World’s First International Research Conference on Carbon Pricing Set for January 2019
Convened by the Carbon Pricing Leadership Coalition, the conference aims to drive innovative research and analysis from academics and practitioners on the effective design and implementation of carbon pricing policies
Washington, February 28, 2018 – The Carbon Pricing Leadership Coalition (CPLC), an initiative that brings together leaders from government, business, and civil society to drive carbon pricing action around the world, announced today the launch of the first CPLC Research Conference on carbon pricing to take place in late January 2019.
Over the past several years, the world has seen a proliferation of carbon pricing schemes and an increase in the diversity of approaches. Research has underpinned much of this progress and helped increase the understanding of carbon pricing design. Despite this growing body of experience and data, new research and analysis are needed to support effective carbon pricing design and execution.
The CPLC will convene researchers, policy makers, and practitioners at this international research conference to strengthen the knowledge base on carbon pricing and foster an improved understanding of the evolving challenges to its successful application.
Leveraging its high-level membership of governments, private sector, and civil society organisations, the Coalition will draw on outcomes of this conference to help bridge the existing gap between theory and practice, and to inform future decisions taken by policy makers and corporate leaders.

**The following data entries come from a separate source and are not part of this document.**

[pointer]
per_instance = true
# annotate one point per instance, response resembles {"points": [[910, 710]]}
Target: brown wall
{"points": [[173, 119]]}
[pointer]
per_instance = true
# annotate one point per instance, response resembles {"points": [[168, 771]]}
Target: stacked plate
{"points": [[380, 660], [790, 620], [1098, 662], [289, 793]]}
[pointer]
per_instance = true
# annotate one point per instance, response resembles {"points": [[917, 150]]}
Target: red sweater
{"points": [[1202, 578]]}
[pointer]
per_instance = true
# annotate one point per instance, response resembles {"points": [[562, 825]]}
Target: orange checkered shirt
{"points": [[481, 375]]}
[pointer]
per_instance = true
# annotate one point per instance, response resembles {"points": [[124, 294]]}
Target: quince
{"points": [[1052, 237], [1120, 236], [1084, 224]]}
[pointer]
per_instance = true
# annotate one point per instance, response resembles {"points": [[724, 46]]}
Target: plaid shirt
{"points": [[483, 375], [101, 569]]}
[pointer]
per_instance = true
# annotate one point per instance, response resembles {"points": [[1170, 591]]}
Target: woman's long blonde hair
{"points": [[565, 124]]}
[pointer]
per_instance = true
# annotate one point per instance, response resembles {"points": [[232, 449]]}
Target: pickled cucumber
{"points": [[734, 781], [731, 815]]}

“We want to have a real, evidence-based conversation between practitioners, academia, policy makers, business leaders, and other sectors of society to provide answers to the difficult questions that all of them are asking around carbon pricing” said Andrei Marcu, Co-Chair of the conference and its scientific committee, and Senior Fellow International Center for Trade and Sustainable Development (ICTSD) and Director of the European Roundtable on Climate Change and Sustainable Transition.

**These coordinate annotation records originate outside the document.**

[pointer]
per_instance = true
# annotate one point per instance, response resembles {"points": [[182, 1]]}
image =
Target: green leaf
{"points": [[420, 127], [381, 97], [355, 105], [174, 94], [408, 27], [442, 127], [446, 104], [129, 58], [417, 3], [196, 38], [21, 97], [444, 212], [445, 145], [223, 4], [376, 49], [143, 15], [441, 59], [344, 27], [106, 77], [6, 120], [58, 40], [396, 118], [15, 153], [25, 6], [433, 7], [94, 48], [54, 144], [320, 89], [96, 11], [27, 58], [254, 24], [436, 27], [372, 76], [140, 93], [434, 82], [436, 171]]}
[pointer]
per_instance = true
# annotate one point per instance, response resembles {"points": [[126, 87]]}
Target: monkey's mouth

“We are looking to hear about interesting projects and outputs from across a wide spectrum of disciplines going beyond the usual fields already working on carbon pricing. For example, we would like to hear from researchers on corporate strategy or others working on the relevance of carbon pricing for business and the financial sector. We are particularly interested in a strong turnout from developing countries as well as from a younger generation of researchers and practitioners” said Michael Mehling, Co-Chair of the conference and its scientific committee, and Deputy Director, Center for Energy & Environmental Policy Research (CEEPR), Massachusetts Institute of Technology.

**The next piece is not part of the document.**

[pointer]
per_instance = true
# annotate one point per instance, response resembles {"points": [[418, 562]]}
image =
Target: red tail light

Relevant research themes include, but are not limited to, the following:
Learning from past and current experience: Case studies on carbon pricing design and implementation, performance review and evaluation, comparing carbon pricing systems and their effects, understanding actors and affected markets, results of modelling to assess/compare environmental, macroeconomic, and distributional outcomes of different approaches, etc;
Political economy of carbon pricing: Political acceptance and feasibility of carbon pricing, use of carbon pricing revenue, distributional effects of carbon pricing, dealing with adverse impacts of carbon pricing, etc.;
Carbon pricing and development: Financing sustainable development with carbon pricing, fiscal aspects of carbon pricing, co-benefits of carbon pricing (indirect effects on pollution, employment implications, economic diversification), pathways to a just transition, etc.;
Carbon pricing and competitiveness: Understanding impacts of carbon pricing on competitiveness, effects and limitations of policy options to address leakage and competitiveness concerns (free allocation, tax exemptions, alternative approaches), etc.;
Role of carbon pricing in decarbonisation: Complementary policies and policy interactions, hybrid approaches to carbon pricing, dynamic effects and climate policy ambition, role of carbon pricing in innovation and energy transition, internal carbon pricing, etc.;
Emerging frontiers of carbon pricing: Linkage and convergence of carbon pricing systems, policy transfer and diffusion across jurisdictions, extending carbon pricing to new sectors (aviation, shipping, agriculture and forestry), carbon pricing under the Paris Agreement (e.g. operationalisation of Art. 6 and NDC (Partnership) support), etc.